Já a aglomeração em Diadema se concentra no terminal Piraporinha. Todo fim de tarde tem empurra-empurra, discussão e filas intermináveis. Embora planejadas em 2003, algumas linhas já não acompanham o crescimento populacional dos bairros que atendem, de acordo com o secretário municipal de Transportes, José Francisco Alves. São áreas como Vila Conceição, Parque Real e núcleo do Gazuza.
No Jardim Zaíra 4, em Mauá, circula o itinerário com maior demanda na cidade. Sete coletivos lotados carregam 5.182 passageiros por dia na linha 84, que vai do Centro até o bairro. Enquanto a 74, que vai do Jardim Rosina ao Centro, leva 88 pessoas a cada 24 horas. Uma descompensação. "Pego o ônibus cheio e vejo outros passarem vazios. Como se não bastasse, tiraram um carro da linha que uso para colocar em uma dessas que ninguém usa", criticou a dona-de-casa Elisabeth Estevam, 38 anos, que utiliza o Zaíra 4.
Mauá nunca teve licitação para definir a operadora do transporte e um planejamento dos trajetos, com estudos. As linhas eram determinadas por decretos. Agora, a Prefeitura aprovou uma lei para abrir um processo de concorrência.

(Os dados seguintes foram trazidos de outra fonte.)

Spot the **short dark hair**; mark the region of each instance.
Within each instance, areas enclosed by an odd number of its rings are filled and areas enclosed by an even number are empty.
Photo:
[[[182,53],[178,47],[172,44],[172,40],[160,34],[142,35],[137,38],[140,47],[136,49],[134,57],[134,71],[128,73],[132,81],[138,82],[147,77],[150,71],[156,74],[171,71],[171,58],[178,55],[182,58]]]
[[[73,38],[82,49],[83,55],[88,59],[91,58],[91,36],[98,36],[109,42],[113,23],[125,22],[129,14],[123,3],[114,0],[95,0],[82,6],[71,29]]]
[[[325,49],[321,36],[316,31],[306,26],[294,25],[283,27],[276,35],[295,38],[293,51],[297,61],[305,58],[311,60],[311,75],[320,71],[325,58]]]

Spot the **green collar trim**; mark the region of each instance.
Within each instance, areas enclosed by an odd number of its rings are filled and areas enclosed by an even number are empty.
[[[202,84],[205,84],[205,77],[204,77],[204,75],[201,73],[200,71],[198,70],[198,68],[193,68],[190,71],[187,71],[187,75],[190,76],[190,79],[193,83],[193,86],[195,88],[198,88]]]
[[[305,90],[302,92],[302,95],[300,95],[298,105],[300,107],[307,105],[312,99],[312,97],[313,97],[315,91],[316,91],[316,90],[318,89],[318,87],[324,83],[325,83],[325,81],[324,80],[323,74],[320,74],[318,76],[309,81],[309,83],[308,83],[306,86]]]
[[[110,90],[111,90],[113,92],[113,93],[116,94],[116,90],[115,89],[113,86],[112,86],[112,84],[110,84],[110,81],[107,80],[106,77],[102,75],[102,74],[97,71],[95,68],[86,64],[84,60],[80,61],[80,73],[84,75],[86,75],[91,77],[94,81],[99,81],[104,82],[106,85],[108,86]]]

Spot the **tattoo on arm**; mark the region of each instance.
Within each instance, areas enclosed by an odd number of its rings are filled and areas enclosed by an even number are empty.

São Caetano não sofre com bairros periféricos afastados, onde as linhas não chegam ou chegam lotadas. A cidade possui apenas 15 km², mas, mesmo pequena, não conta com número suficiente de ônibus nos fins de semana, segundo os usuários. "Eles (Prefeitura) acham que todo mundo tem carro em São Caetano. Então, porque não tenho um, tenho de ficar de castigo nos sábados e domingos. Já esperei mais de uma hora. Sim, uma hora", diz a aposentada Cleide Aparecida, que vive no bairro Santa Maria.
Desordenado – Segundo especialistas, esse desequilíbrio no sistema de transporte entre linhas superlotadas e ociosas não é desejável, mas pode ser aceitável em função do crescimento desordenado das cidades. "Agora, isso pode ser uma coisa natural ou pode ocorrer por falta de planejamento. Existem e existirão linhas com pouca lotação, porque as cidades têm densidades diferentes em vários pontos", afirmou o engenheiro Eumir Germani, diretor da TTC, empresa de consultoria especializada no planejamento de sistemas de transporte.
Para Germani, o problema é o excesso de passageiros em uma mesma linha. Quando essa situação se configura, é preciso repensar o sistema de transporte que percorre aquele itinerário. "Nesse caso, uma opção é aumentar o tamanho dos ônibus, outra é aumentar a freqüência de veículos, utilizando vias paralelas. Dependendo do volume de passageiros, torna-se viável a troca de ônibus por sistemas de grande capacidade no local (como trem e metrô)", afirmou Germani.